There’s a lesson here: when the state has your body in its clutches, it is free to become utterly totalitarian; it will do anything to preserve its absolute authority, and must break the will of anyone who defies it. Papillon, the ultimate libertarian, believes in freedom for its own sake and refuses, even in the face of creeping insanity, to submit to the will of evil men.

 2.       Apocalypse Now (1979)

Universally acclaimed as one of the greatest American films, this Francis Ford Coppola classic set in the Vietnam War, in the words of Roger Ebert “is not about war, but about truths war reveals we would be much happier never to discover.” Those truths are personified in the character of Colonel Kurtz, an ex-special forces commander who goes AWOL and lives among the natives when he discovers those truths, and is declared an enemy of the state.

Libertarians have been railing about the evils of American imperial warfare for years, holding up Vietnam as the exemplary anti-interventionist cautionary tale. Listen to Colonel Kurtz’s “inoculation” story, and you’ll see why.

Interestingly, the morality of the film so mirrors the moral ambiguity of war that different audiences have claimed it is alternately pro-American and anti-American.
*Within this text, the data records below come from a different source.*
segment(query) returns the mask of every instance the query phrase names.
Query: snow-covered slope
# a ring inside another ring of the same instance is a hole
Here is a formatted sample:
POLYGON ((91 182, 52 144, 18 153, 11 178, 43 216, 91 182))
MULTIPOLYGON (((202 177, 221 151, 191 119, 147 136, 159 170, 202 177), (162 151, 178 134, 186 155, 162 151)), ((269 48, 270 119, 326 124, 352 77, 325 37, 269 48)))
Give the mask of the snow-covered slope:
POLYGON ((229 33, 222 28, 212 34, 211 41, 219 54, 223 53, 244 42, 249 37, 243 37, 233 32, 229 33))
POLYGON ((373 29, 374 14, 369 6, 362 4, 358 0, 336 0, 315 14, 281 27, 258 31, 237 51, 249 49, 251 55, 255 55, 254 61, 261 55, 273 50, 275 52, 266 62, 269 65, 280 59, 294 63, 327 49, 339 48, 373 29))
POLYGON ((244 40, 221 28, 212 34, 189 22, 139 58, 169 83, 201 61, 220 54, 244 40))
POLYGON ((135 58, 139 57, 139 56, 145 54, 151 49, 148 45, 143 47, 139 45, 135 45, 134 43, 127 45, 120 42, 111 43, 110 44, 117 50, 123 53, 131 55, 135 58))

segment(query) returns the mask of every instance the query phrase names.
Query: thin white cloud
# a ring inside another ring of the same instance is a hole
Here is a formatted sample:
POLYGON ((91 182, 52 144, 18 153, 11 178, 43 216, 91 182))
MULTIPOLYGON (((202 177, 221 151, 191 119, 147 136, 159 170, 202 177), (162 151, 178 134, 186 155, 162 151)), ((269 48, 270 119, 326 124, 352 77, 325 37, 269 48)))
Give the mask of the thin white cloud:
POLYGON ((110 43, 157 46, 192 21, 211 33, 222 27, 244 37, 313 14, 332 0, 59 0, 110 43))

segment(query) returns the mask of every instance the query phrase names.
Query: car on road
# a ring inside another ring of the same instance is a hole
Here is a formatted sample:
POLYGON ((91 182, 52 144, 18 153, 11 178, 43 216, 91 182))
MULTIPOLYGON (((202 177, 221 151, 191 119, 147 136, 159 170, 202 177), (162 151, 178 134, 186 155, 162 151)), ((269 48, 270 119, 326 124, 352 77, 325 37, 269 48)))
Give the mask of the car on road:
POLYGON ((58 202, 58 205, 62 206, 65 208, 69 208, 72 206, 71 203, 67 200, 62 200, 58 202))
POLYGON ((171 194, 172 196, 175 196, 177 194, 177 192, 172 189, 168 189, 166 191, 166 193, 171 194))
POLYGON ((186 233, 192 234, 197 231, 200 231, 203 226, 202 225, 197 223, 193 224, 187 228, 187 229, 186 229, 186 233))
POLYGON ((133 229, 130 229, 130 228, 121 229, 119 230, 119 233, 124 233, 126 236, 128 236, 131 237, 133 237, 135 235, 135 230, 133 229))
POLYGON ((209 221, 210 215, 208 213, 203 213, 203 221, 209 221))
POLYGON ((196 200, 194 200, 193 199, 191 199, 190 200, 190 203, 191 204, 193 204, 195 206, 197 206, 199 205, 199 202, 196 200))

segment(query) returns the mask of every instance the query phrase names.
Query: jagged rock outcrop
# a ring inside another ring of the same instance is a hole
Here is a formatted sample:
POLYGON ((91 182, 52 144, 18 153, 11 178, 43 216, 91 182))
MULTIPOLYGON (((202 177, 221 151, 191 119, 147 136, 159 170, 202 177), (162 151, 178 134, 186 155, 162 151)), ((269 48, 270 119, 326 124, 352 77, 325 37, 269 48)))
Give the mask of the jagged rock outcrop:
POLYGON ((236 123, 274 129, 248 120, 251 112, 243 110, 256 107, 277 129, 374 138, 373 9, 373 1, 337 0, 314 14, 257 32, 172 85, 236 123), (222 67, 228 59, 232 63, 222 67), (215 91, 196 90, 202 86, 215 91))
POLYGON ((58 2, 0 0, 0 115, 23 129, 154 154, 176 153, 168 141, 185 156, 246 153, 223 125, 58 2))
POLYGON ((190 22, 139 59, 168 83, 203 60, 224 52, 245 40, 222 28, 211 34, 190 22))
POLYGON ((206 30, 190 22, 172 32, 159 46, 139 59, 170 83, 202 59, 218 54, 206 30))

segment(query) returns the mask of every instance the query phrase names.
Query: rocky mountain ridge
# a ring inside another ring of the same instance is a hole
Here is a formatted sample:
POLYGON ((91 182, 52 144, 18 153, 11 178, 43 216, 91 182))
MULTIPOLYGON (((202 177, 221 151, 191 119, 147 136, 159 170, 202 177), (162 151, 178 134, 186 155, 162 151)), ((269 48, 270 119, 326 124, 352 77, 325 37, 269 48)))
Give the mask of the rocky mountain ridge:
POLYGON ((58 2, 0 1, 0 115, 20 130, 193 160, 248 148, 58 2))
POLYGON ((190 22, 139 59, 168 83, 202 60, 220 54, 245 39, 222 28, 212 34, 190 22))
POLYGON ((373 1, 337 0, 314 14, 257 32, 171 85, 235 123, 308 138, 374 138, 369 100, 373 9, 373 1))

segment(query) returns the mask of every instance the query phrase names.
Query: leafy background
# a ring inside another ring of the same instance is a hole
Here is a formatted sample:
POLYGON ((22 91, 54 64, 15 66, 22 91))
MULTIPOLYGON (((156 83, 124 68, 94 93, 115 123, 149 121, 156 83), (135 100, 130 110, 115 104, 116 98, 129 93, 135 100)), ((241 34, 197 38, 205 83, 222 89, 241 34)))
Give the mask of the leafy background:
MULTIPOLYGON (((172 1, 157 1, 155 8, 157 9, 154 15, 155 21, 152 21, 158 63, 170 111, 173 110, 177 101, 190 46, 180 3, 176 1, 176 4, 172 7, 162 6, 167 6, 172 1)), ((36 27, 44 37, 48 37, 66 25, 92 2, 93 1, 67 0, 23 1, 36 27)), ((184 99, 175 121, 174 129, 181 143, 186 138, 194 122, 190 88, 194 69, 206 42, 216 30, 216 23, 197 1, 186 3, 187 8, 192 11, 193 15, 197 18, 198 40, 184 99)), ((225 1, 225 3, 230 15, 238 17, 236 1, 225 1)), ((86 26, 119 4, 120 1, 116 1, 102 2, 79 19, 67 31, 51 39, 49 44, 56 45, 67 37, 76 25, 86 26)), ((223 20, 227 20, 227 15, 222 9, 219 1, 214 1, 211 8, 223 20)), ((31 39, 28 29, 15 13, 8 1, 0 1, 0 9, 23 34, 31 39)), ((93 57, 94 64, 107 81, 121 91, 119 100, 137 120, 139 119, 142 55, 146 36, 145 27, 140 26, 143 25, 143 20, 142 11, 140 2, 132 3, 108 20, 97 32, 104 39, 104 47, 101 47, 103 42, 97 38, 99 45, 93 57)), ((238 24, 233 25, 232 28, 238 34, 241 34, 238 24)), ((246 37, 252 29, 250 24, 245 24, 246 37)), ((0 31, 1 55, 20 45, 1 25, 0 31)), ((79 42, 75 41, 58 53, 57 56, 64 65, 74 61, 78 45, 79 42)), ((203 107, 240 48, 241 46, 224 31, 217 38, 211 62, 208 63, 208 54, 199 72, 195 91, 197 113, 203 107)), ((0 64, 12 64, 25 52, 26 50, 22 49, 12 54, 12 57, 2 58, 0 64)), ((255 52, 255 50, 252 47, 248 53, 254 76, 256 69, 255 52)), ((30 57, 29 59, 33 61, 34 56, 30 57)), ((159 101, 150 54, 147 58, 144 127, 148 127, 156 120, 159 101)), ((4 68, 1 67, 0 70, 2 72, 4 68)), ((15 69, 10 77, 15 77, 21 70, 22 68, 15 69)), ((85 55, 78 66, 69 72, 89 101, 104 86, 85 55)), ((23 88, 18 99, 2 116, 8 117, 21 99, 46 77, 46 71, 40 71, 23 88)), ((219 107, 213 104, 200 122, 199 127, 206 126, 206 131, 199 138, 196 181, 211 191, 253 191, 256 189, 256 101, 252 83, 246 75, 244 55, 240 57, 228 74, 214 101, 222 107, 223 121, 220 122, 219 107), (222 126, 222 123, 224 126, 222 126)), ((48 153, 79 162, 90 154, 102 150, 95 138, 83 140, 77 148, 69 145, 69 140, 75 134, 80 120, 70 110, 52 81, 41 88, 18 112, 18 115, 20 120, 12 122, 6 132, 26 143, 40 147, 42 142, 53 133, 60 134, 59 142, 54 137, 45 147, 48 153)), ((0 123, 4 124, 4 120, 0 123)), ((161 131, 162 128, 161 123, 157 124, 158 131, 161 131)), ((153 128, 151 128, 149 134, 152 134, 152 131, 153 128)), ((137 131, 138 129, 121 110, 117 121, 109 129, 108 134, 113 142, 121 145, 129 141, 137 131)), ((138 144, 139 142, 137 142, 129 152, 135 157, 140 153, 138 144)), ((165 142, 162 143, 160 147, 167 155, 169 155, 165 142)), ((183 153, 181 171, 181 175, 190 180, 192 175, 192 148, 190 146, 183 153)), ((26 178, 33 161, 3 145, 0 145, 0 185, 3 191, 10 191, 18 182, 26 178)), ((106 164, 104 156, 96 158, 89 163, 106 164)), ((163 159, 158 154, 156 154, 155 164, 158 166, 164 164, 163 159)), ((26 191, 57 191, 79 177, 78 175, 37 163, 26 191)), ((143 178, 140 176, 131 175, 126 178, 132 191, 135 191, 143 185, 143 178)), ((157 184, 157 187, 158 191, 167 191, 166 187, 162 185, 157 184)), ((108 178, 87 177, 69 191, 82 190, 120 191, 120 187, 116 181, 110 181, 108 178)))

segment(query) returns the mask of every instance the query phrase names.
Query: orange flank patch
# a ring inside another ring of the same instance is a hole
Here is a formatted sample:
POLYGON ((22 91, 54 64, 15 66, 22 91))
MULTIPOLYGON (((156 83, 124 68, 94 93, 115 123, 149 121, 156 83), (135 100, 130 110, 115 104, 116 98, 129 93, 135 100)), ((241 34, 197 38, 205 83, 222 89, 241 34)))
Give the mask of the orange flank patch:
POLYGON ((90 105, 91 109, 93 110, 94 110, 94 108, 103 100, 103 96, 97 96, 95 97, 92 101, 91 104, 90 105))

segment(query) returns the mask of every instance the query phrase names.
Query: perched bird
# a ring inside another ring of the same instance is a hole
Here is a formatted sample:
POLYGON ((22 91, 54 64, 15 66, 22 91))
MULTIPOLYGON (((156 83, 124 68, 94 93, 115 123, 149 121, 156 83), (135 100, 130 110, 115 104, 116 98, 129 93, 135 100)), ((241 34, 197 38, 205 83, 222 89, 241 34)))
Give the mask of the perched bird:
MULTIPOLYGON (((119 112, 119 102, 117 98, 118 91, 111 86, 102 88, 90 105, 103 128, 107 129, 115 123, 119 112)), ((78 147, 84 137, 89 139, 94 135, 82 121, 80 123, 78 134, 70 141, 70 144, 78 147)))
Coppola himself opined: “...the fact that a culture can lie about what's really going on in warfare, that people are being brutalized, tortured, maimed, and killed, and somehow present this as moral is what horrifies me, and perpetuates the possibility of war”. Almost sounds like a Ron Paul speech.

3.       Serpico (1973)

This Al Pacino film based on the real-life, whistle-blowing, New York City cop Frank Serpico who fights alone against massive institutionalized theft in the New York City Police Department of the early 1970’s — and is rewarded with cynicism, callous indifference and worse.
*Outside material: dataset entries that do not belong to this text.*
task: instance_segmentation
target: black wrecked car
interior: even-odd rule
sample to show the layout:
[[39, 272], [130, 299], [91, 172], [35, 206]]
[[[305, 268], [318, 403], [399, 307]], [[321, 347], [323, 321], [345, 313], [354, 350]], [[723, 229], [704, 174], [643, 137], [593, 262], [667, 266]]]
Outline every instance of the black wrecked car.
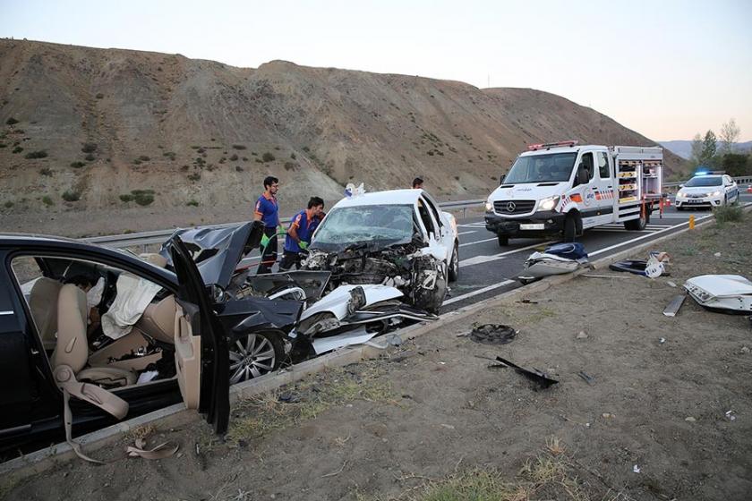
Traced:
[[[248, 252], [261, 236], [244, 225], [225, 250]], [[226, 429], [230, 368], [270, 369], [267, 344], [294, 328], [303, 302], [226, 297], [206, 284], [194, 251], [179, 235], [167, 259], [0, 234], [3, 460], [64, 440], [66, 405], [73, 435], [181, 400]], [[218, 282], [234, 272], [211, 271]]]

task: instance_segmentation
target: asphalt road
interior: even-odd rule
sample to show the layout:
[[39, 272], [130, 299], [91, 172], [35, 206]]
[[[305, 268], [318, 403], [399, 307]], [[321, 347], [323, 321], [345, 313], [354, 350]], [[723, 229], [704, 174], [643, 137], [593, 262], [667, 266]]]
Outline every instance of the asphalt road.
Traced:
[[[752, 194], [746, 192], [747, 187], [739, 188], [741, 203], [752, 204]], [[696, 223], [712, 217], [710, 210], [679, 212], [671, 205], [664, 208], [662, 217], [654, 213], [644, 231], [627, 231], [620, 224], [604, 225], [585, 231], [577, 242], [585, 245], [591, 259], [600, 259], [686, 228], [690, 216], [695, 217]], [[502, 248], [499, 246], [495, 234], [485, 229], [482, 216], [459, 219], [457, 225], [459, 280], [451, 284], [442, 313], [521, 286], [515, 277], [522, 270], [527, 257], [536, 250], [560, 242], [558, 239], [510, 239], [509, 245]], [[254, 256], [244, 259], [243, 264], [255, 266], [258, 261], [258, 256]]]

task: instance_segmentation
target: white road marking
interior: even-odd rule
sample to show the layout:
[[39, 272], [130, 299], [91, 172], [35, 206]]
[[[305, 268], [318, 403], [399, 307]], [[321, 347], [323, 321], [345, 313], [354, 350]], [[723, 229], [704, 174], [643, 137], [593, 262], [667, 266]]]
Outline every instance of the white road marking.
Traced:
[[478, 240], [478, 241], [475, 241], [475, 242], [467, 242], [466, 243], [460, 243], [459, 246], [460, 247], [465, 247], [466, 245], [475, 245], [476, 243], [483, 243], [484, 242], [491, 242], [491, 240], [496, 240], [496, 237], [487, 238], [485, 240]]
[[520, 247], [519, 249], [513, 249], [511, 250], [507, 250], [505, 252], [500, 252], [499, 254], [493, 254], [491, 256], [475, 256], [474, 258], [467, 258], [466, 259], [463, 259], [459, 261], [459, 266], [473, 266], [481, 263], [487, 263], [489, 261], [496, 261], [498, 259], [503, 259], [504, 256], [508, 256], [509, 254], [514, 254], [515, 252], [520, 252], [522, 250], [529, 250], [530, 249], [534, 249], [536, 247], [545, 246], [545, 245], [551, 245], [555, 242], [539, 242], [538, 243], [534, 243], [533, 245], [527, 245], [526, 247]]
[[499, 284], [494, 284], [493, 285], [489, 285], [488, 287], [483, 287], [483, 289], [478, 289], [477, 291], [473, 291], [472, 293], [467, 293], [466, 294], [462, 294], [461, 296], [453, 297], [451, 299], [448, 299], [445, 301], [441, 306], [446, 306], [447, 304], [451, 304], [453, 302], [457, 302], [458, 301], [462, 301], [467, 298], [471, 298], [473, 296], [476, 296], [478, 294], [482, 294], [483, 293], [487, 293], [489, 291], [492, 291], [493, 289], [498, 289], [499, 287], [503, 287], [504, 285], [508, 285], [509, 284], [514, 284], [514, 280], [504, 280], [503, 282], [500, 282]]

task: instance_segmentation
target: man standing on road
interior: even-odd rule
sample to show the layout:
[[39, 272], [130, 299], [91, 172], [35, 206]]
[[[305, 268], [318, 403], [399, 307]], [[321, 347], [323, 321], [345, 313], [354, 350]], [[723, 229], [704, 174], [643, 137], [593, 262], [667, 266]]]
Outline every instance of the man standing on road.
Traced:
[[324, 200], [320, 197], [311, 197], [308, 208], [298, 212], [293, 218], [285, 237], [285, 253], [279, 263], [279, 271], [287, 271], [293, 265], [295, 269], [300, 268], [300, 251], [308, 248], [311, 235], [316, 230], [319, 223], [324, 218]]
[[277, 204], [277, 191], [279, 180], [273, 175], [264, 179], [264, 192], [256, 201], [253, 220], [264, 224], [264, 236], [261, 237], [261, 262], [256, 275], [271, 273], [271, 267], [277, 262], [277, 226], [279, 224], [279, 207]]

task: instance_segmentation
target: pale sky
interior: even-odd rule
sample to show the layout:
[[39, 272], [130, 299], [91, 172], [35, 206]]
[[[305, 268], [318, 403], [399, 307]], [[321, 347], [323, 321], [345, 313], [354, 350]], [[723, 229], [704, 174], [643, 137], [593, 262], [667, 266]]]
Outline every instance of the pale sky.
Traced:
[[0, 37], [525, 87], [656, 140], [752, 140], [752, 0], [0, 0]]

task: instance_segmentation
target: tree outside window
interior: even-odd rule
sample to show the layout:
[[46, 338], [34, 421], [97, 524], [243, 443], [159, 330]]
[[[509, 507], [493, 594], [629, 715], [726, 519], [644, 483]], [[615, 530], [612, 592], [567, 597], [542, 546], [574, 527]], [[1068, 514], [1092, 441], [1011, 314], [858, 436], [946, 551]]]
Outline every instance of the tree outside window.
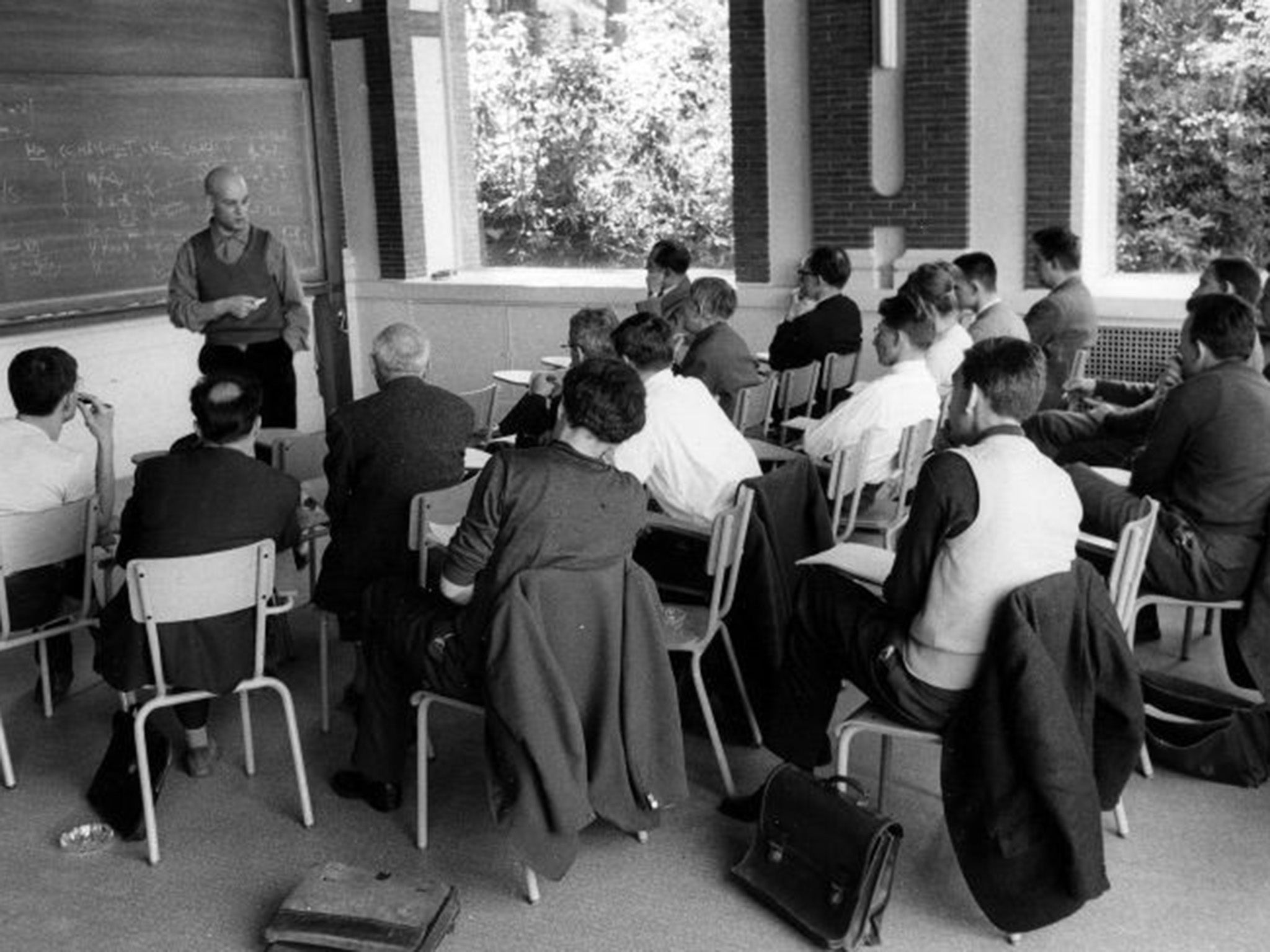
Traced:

Serpico, focusing on people and not political ideologies, illustrates better than Atlas Shrugged how the state really operates: a veneer of respectability, cloaked in symbolism and protected by indifference, incubates hubris and self-entitlement in its members. Any threat that comes along to stop the gears of corruption from turning poses a threat to the system — the state tries to preserve itself by forcing conformity through frustrating red tape, bribery with titles and badges, and when those fail, violence.

Frank Serpico, an unflinchingly moral individualist through it all despite no specific benefit to himself, went on to become a devoted Ron Paul fan, according to his personal blog, and today rails against the erosion of civil liberties and the creeping police state.

4.       Dr. Strangelove (1964)

“How I Learned to Stop Worrying and Love the Bomb” is the cheeky subtitle to this Kubrick masterpiece. Originally conceived as a serious film about Cold War political wrangling, Kubrick found he couldn’t write a script about potential nuclear annihilation without it coming out farcical. The result is a lampooning of the government’s high-level decision-making process, with its ridiculously human internal foibles, animosities, deceit and psychosis. Replace Major Kong’s atom bomb with a drone, and Soviet Ambassador Sadeski with Iranian President Mahmoud Ahmadinejad, and you have a perfectly relevant, updated film about the lunacy of trusting government bureaucracies with our lives.

5.       The Social Network (2010)

This is considerably less dark than my other recommendations. Atlas Shrugged is a story about the virtues of entrepreneurship in the face of state machinations, but holds up the tycoons of massive industrial companies as its heroes. Who relates to that? This movie, a real-life tale about a Harvard brat who creates a multi-billion-dollar company from his college dorm and becomes richer than Paul Allen and Charles Schwab, is a more updated take on entrepreneurship with a fresher face than Rand’s combative railroad tycoons and heroic steel magnates. We all know his name, and we all use his service. This story really illustrates that capitalism works, and nearly any American can be that one kid with an idea even better than Myspace. It helps to have that idea in an industry that is nearly ignored by government regulators.